Since the epidemic began (at the end of the 1970s or in the early 1980s, depending on the country), the number of persons living with HIV has increased in a manner that is both alarming and very uneven. In 2003, 40 million people were carriers of the virus; 27 million of them were living in sub-Saharan Africa and 6 million in Southern and Southeast Asia. In 2003, five million people were newly infected, the equivalent of 14,000 each day. Three and one half million children under age 15 are living with HIV. AIDS is the leading cause of death among the 15-59 age group worldwide. Nearly 80% of the three million AIDS-related deaths in 2003 occurred in sub-Saharan Africa, where AIDS kills nearly 5,000 men and women and 1,000 children each day.
In terms of treatment, combinations of antiretroviral drugs (triple drug therapy) have changed the course of the disease, but they remain largely inaccessible, primarily for economic reasons, in the countries most affected by the epidemic. In an effort to reduce the cost of some of their products in developing countries, companies in the pharmaceutical and diagnostics industries have recently entered into agreements such as the one developed by the William J. Clinton Foundation (press release), to which bioMérieux will contribute.

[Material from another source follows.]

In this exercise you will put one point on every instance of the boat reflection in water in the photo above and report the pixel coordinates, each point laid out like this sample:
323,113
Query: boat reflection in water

Strategies to prevent HIV infection are often difficult to implement but nonetheless represent a decisive factor in efforts to stop the spread of the AIDS pandemic.

 

Diagnosis

Clinical signs: Primo-infection is asymptomatic or gives rise to non-specific signs of infection. As the disease evolves, patients may develop infectious complications and tumors. When a patient's immune system becomes very weakened, specific infections known as opportunistic infections (tuberculosis, CMV, toxoplasmosis, etc.) are likely to develop, as well as certain kinds of tumor (in particular, Kaposi's sarcoma).

Biological analyses: The detection of HIV antibodies confirms of HIV infection (seropositivity). For many years, the only biological means to monitor the evolution of infection was to count CD4 lymphocytes. Today, in countries where the medical infrastructure is sufficiently sophisticated, it is possible to measure a patient's viral load, a test that is essential to evaluate the efficacy of an antiretroviral treatment and adjust it if the virus develops resistance to the molecules that are being used.